Hammett, by Joe Gores, copyright 1975; Ballantine Books, Octrober 1976. An entertaining look at what Dashiell Hammett might have been like as a character in a detective novel. I should probably read some more books by Joe Gores.
Random musings on books, code, and tabletop games.
The Scold's Bridle, 1998. Directed by David Thacker, writing by Tony Bicat, after the novel by Minette Walters.
Another Thin Man, 1939. Directed by W.S. Van Dyke, story by Dashiell Hammett, writing by Frances Goodrich and Albert Hackett.
Bridge of Birds: A Novel of An Ancient China That Never Was, by Barry Hughart, copyright 1984; A Del Rey Book, published by Ballantine Books; First Ballantine Books Edition: May 1985; Fourth Printing: December 1988. A delightful fantasy detective story.
Mighty Joe Young, 1949. Directed by Ernest B. Schoedsack, writing by Merian C. Cooper and Ruth Rose, special effects by Ray Harryhausen and others. I scanned this quickly. Entertaining, as movies from that era go, and the stop-motion animation is good, as one would expect.
Song of the Thin Man, 1947. Directed by Edward Buzzell, writing by Stanley Robers, Steve Fisher, Nat Perrin, James O'Hanlon, Harry Crane, using characters created by Dashiell Hammett. I haven't seen many movies from this era that I like, but the Thin Man movies are light and entertaining, if in no way the equal of Dashiell Hammett's original novel.
Blade Runner, 1992. Directed by Ridley Scott, based on a novel by Philip K. Dick, written by Hampton Fancher and David Webb Peoples. Director's Cut. It's always good to See Blade Runner, even if you miss the first 5 minutes.
Land of Unreason, by L. Sprague de Camp and Fletcher Pratt; copyright 1942 by Henry Holt and Company, Inc., renewed 1969 by L. Sprague de Camp; Baen, first Baen printing January 1987. A light and entertaining romp in fairyland. I wish more modern fantasy were influenced by this sort of book.
The End Of The Empire, by Alexis A. Gilliland, A Del Rey Book, published by Ballantine Books, a division of Random House, Inc., First Edition December 1983. An short work, but enjoyable. I found it more to my taste than his Rosinante books.
Kaze no tani no Naushika (1984), aka Nausicaa of the Valley of the Winds, 1984. Directed and written by Hayao Miyazaki. Watched this again with Lily, who enjoyed it.
Jackie Brown, 1997. Directed by Quentin Tarantino, written by Quentin Tarantino, based on the novel Rum Punch by Elmore Leonard.
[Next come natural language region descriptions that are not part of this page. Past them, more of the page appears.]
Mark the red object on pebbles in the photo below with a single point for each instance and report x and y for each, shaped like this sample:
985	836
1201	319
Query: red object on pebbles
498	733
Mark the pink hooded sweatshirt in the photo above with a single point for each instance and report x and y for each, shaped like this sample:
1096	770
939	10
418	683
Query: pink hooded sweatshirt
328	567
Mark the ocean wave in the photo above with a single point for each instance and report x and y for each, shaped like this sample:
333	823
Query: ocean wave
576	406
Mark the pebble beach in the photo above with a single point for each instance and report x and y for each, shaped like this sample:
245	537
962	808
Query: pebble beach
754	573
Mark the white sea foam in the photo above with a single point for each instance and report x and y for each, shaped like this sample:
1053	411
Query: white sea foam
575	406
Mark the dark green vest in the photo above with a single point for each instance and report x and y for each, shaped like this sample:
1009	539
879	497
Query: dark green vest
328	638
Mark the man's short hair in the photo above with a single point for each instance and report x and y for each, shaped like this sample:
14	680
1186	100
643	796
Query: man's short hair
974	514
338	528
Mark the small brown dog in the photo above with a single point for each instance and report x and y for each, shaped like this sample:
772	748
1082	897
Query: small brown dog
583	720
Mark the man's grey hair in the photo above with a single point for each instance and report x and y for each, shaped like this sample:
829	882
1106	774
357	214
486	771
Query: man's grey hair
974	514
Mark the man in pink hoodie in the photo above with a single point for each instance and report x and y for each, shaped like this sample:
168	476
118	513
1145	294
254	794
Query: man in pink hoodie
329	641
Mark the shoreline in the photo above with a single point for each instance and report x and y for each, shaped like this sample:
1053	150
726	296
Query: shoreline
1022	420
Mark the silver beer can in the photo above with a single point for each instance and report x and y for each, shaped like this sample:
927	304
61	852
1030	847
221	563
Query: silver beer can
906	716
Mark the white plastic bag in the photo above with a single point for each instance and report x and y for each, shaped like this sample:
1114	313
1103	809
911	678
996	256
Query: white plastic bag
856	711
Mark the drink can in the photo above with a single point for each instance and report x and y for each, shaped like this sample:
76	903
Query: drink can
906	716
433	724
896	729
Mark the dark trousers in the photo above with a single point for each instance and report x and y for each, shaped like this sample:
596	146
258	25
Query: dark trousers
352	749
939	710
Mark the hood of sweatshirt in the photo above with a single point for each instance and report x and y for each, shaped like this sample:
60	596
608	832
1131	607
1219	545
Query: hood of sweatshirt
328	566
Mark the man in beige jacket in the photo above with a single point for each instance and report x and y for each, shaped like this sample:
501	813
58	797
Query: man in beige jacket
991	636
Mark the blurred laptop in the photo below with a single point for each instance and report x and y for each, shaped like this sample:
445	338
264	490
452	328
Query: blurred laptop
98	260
I like some of Quentin Tarantino's films, but not all. This was one of them that didn't really work for me.
The Pastel City, by M. John Harrison, copyright 1971; Avon Books, First Avon Printing July 1974; Second Printing. A very good post- historical collapsing civilization fantasy, quirky and intriguing. I wish more modern fantasy was inspired by this: we'd have much less extruded fantasy product if it was.
The Startling Worlds of Henry Kuttner, by Henry Kuttner; Questar Science Fantasy, Popular Library, Warner Books, Inc; January 198.
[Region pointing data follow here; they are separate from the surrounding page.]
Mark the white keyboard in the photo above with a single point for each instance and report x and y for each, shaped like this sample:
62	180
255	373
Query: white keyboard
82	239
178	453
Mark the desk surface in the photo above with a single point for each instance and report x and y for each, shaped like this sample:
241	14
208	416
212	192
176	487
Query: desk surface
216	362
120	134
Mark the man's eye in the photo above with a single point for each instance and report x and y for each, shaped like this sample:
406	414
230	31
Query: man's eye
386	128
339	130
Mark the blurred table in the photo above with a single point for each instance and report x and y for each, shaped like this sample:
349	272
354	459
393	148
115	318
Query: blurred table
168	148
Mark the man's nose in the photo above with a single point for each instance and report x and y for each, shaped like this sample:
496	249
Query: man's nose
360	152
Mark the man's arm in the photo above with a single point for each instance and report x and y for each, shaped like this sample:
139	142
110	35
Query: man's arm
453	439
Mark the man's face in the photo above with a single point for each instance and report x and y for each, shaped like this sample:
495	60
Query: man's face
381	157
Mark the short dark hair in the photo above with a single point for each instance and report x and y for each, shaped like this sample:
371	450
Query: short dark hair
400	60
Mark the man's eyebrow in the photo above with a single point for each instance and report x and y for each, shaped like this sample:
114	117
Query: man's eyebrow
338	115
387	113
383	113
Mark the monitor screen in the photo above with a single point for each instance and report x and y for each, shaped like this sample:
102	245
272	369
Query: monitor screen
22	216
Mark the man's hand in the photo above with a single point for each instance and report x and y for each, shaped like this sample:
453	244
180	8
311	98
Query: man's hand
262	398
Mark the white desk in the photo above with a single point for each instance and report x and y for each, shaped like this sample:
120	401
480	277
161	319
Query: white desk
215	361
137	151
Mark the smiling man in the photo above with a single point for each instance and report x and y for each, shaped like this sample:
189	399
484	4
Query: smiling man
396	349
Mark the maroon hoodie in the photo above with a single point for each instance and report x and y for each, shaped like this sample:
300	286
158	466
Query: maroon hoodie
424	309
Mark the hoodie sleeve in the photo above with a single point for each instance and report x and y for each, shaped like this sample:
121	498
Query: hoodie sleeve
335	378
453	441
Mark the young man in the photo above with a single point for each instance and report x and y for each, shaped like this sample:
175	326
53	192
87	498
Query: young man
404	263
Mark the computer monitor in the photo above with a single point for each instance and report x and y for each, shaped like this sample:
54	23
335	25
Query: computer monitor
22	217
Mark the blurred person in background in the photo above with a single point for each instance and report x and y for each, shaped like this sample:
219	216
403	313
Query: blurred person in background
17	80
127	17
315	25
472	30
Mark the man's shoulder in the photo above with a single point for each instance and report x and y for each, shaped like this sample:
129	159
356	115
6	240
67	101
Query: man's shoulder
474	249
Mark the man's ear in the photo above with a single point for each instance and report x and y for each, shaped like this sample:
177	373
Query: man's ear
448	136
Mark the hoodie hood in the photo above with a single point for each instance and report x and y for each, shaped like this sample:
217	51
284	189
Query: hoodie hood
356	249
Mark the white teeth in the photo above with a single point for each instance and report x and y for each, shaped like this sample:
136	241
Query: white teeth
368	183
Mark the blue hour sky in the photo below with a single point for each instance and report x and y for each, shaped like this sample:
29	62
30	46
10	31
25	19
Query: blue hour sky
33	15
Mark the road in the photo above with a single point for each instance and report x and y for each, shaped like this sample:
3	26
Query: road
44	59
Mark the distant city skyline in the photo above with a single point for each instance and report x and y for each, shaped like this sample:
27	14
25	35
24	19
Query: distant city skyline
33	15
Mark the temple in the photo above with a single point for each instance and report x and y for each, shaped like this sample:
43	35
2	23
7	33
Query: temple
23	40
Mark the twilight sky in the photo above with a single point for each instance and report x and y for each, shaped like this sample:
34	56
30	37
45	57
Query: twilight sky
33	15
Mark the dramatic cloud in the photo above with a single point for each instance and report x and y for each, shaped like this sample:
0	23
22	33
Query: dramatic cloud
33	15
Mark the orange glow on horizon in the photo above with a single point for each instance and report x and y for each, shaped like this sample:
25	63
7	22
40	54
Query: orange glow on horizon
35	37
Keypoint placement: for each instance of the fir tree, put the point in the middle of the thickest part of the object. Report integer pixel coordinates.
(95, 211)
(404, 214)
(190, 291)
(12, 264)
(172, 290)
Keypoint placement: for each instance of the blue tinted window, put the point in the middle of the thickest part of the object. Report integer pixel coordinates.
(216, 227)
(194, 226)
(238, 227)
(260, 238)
The Portal in the Picture, formerly published in book form as Beyond Earth's Gate; Ace Books Inc., copyright 1954; copyright renewed 1982 by Catherine Kuttner Reggie.
Valley of the Flame, Ace Books, Inc., copyright 1964.
The Dark World, Ace Books, copyright 1946; copyright renewed 1974 by Catherine Kuttner Reggie.
These are three fun short novels. It's a pity this size work is less common today.
The Infinitive of Go, by John Brunner, copyright 1980 by Brunner Fact & Fiction Limited; A Del Rey Book, published by Ballantine Books, a division of Random House, Inc; first edition 1980. A curious little book, with an unexpectedly hopeful ending.
The Turkish Gambit, by Boris Akunin; narrated by Paul Michael; Books on Tape, 2005.